当ウェブサイトでしばしば取り上げる話題のひとつがキャッシュレス決済です。キャッシュレス決済の利便性や威力はなかなかのものがあり、著者などもその恩恵を受けている人間のひとりですが、一方、やはり怖いのが災害時です。電機や通信が途絶した状況だと、キャッシュレス決済が機能しない可能性があるからです。こうしたなかで目に付いたのは、キャッシュレス先進国とされるスウェーデンで、むしろ現金決済を義務付ける動きが出ていることです。

交通系ICカード共通化の威力

当ウェブサイトにて何度か報告してきたとおり、著者はかなり以前から、「現金を使わない生活」を実践しています。

これが、なかなかに便利なのです。

キャッシュレス決済の手段として、とりわけ都市部でよく利用されるものは交通系ICカードです。首都圏の場合はSuicaかPASMO、近畿圏の場合はICOCAやPiTaPaなどが中心ですが、これらのカードは全国の規格の共通化が進み、多くの場合、全国で利用可能です。

たとえば首都圏で暮らす多くの人々は、おそらくは少なくともSuicaかPASMOのいずれかは所有していると考えられ、これらを持っていれば日常的に鉄道などを利用するのにいちいち切符を買ったりする必要がないなど非常に便利ですが、それだけではありません。

これらのICカードを持っていれば、たとえば大阪や名古屋などの他都市に出かけたときにも、そのままこれらを使用することができます(ただしICカード対応エリアであることが必要ですが)。

先日調べてみたのですが、Suicaを1枚持っていれば、最近だと札幌市営地下鉄、JR北海道(たとえば新千歳空港駅や札幌駅、旭川駅などの区間)、ゆいレール(たとえば那覇空港駅からてだこ浦西駅までの区間)などを乗りとおすことができます。

スマホに取り込めばチャージ段階から現金不要

これ、本当に便利です(とくに出張族にとって)。

SuicaとICOCAの相互利用が始まったのは2004年8月1日のことらしいのですが、著者も自身が所有しているICカードをそのまま使って他エリアの鉄道に利用できるようになったことを、今でも鮮明に覚えています。もういちいち切符を買わなくても、良くなったからです。

しかも、交通系ICカードは、鉄道以外でも利用可能です。
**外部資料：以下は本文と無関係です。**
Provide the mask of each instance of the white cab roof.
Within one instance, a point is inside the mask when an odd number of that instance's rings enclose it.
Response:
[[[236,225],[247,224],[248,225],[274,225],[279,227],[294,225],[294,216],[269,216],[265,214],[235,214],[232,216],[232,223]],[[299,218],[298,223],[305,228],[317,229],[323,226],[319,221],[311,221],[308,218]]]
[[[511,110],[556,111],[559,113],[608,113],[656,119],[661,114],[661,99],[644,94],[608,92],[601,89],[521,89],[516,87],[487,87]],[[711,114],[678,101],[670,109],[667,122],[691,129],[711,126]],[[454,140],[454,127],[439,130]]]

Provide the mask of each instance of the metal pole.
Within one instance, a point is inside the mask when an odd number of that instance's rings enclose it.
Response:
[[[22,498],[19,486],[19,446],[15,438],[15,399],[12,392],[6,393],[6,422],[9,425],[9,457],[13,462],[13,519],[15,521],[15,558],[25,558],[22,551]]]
首都圏の場合だと主要なバス路線(たとえば都営バスなど)、都電、あるいは都内などを走るタクシーなどで利用可能で、さらには主要なコンビニエンスストア、ドラッグストア、スーパー、ファミレスなどでも利用することができます。

しかもこれらICカードは、最近だと物理的なカードではなく、スマートフォンに取り込むことが可能です。

iPhoneユーザーの場合はApple Pay、Androidユーザーの場合はGoogle Pay、といった具合に、カード情報そのものをスマホに取り込み、そのスマホをFeliCa端末にかざせば、取り込まれているカード(たとえばSuicaなど)の情報が呼び出されて支払うことが可能、という仕組みです。
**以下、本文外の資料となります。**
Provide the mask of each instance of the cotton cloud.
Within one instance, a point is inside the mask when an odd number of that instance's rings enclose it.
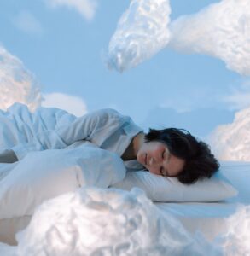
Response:
[[[221,255],[217,246],[188,233],[142,191],[82,188],[45,201],[18,246],[0,244],[18,256],[44,255]],[[14,249],[14,250],[13,250]],[[12,250],[12,251],[11,251]]]
[[[13,19],[15,26],[27,33],[42,34],[43,28],[37,18],[26,10],[23,10]]]
[[[93,19],[97,8],[96,0],[45,0],[52,7],[66,6],[78,11],[86,20]]]
[[[232,124],[219,125],[209,137],[216,156],[222,160],[250,160],[250,108],[235,113]]]
[[[108,65],[118,71],[136,67],[168,43],[168,0],[132,0],[108,47]]]
[[[6,110],[15,102],[33,111],[41,102],[40,90],[21,61],[0,44],[0,109]]]
[[[229,69],[250,75],[250,1],[223,0],[171,25],[169,46],[223,60]]]
[[[42,107],[54,107],[64,109],[76,116],[87,113],[85,102],[79,97],[63,93],[50,93],[43,95]]]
そして、スマホに取り込んだカードは、チャージする際にはクレジットカードが必要ではありますが、逆にいえば、チャージする際に現金が不要で、わざわざ駅の券売機などを使う必要もありません。つまり、チャージする段階ですでにキャッシュレスなのです(クレジットカードの利用代金は後日銀行口座から引き落とされます)。
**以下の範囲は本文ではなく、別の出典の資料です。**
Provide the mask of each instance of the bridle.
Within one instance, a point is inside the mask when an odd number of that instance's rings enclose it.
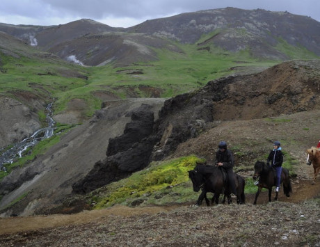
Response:
[[[311,154],[308,152],[307,156],[307,165],[310,166],[312,163],[313,154]]]

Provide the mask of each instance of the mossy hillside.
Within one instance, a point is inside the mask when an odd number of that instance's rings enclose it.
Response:
[[[296,161],[288,155],[286,154],[283,166],[292,173],[294,170],[292,164]],[[146,206],[195,202],[200,192],[193,191],[188,171],[193,170],[197,162],[205,161],[191,155],[152,162],[149,168],[93,192],[89,196],[88,201],[90,203],[97,203],[95,209],[108,207],[115,204]],[[257,186],[254,184],[252,177],[246,178],[245,193],[256,192]]]
[[[145,201],[143,205],[189,201],[190,197],[194,199],[198,196],[193,191],[188,173],[197,161],[204,160],[191,155],[152,162],[147,168],[92,193],[90,200],[97,202],[95,209],[115,204],[131,205],[139,199]]]
[[[54,96],[56,93],[86,85],[83,78],[67,76],[69,73],[85,75],[85,68],[58,58],[14,58],[0,53],[0,59],[5,70],[1,74],[0,93],[19,90]]]

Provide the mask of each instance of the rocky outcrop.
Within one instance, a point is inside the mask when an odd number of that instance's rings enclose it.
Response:
[[[0,95],[0,148],[31,136],[40,128],[37,113],[26,105]]]
[[[147,106],[142,106],[147,109]],[[73,191],[90,192],[141,170],[150,162],[155,141],[147,138],[152,134],[154,113],[149,111],[130,113],[131,122],[126,125],[124,134],[111,138],[107,157],[99,161],[84,179],[72,184]]]

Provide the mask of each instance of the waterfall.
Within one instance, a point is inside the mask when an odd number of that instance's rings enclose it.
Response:
[[[34,146],[39,141],[47,138],[54,134],[56,122],[52,118],[52,103],[47,106],[46,111],[46,121],[48,123],[48,126],[35,131],[31,136],[24,138],[19,143],[13,144],[13,147],[4,152],[0,156],[0,170],[3,164],[12,164],[15,159],[21,158],[23,152],[28,148]],[[0,150],[0,151],[1,150]]]

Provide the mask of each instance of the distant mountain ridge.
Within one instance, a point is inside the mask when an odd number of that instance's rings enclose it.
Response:
[[[201,10],[147,20],[129,28],[113,28],[82,19],[50,26],[0,24],[0,31],[29,44],[33,40],[42,50],[65,60],[75,56],[84,65],[91,66],[115,61],[118,65],[151,61],[157,56],[143,54],[141,46],[151,49],[168,48],[177,42],[196,45],[198,49],[209,52],[215,47],[231,52],[248,51],[253,57],[263,59],[290,59],[288,50],[291,49],[288,46],[320,56],[319,22],[287,11],[262,9]],[[140,35],[133,36],[133,33]],[[140,55],[139,58],[127,61],[131,51],[134,54],[131,56]]]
このことから、①銀行口座を作り、②クレジットカードを作ってスマホに取り込み、③Suicaなど交通系ICカードを作ってスマホに取り込む―――ことさえできれば、極端な話、日常生活からは可能な限り、現金を使わないようにすることができるのです。

現時点で現金が必要な場面

ただし、『「現金」という「電気なしでも使える最強の決済手段」』でもお伝えしたとおり、現代社会は完全なキャッシュレス、というわけにはいきません。

思いつくままに列挙しても、次の通り、まだまだ現金の需要はあります。

祝儀、不祝儀、お小遣い

結婚祝い、出産祝い、入学祝い、香典、その他冠婚葬祭に関する金銭、子供に対する小遣いやお年玉 等

現金しか使えない場面

銭湯、個人経営の飲食店、ゲームセンター、パチンコ屋、自動販売機、コインランドリー、賽銭、加持祈祷、病院、クリニック、歯医者、PTA会費、学校の教材費、割り勘 等

さすがに、結婚祝いや加持祈祷・お祓い、あるいは銭湯や個人経営店、病院、クリニック等ではまだまだキャッシュレス決済はそこまで普及していないようです。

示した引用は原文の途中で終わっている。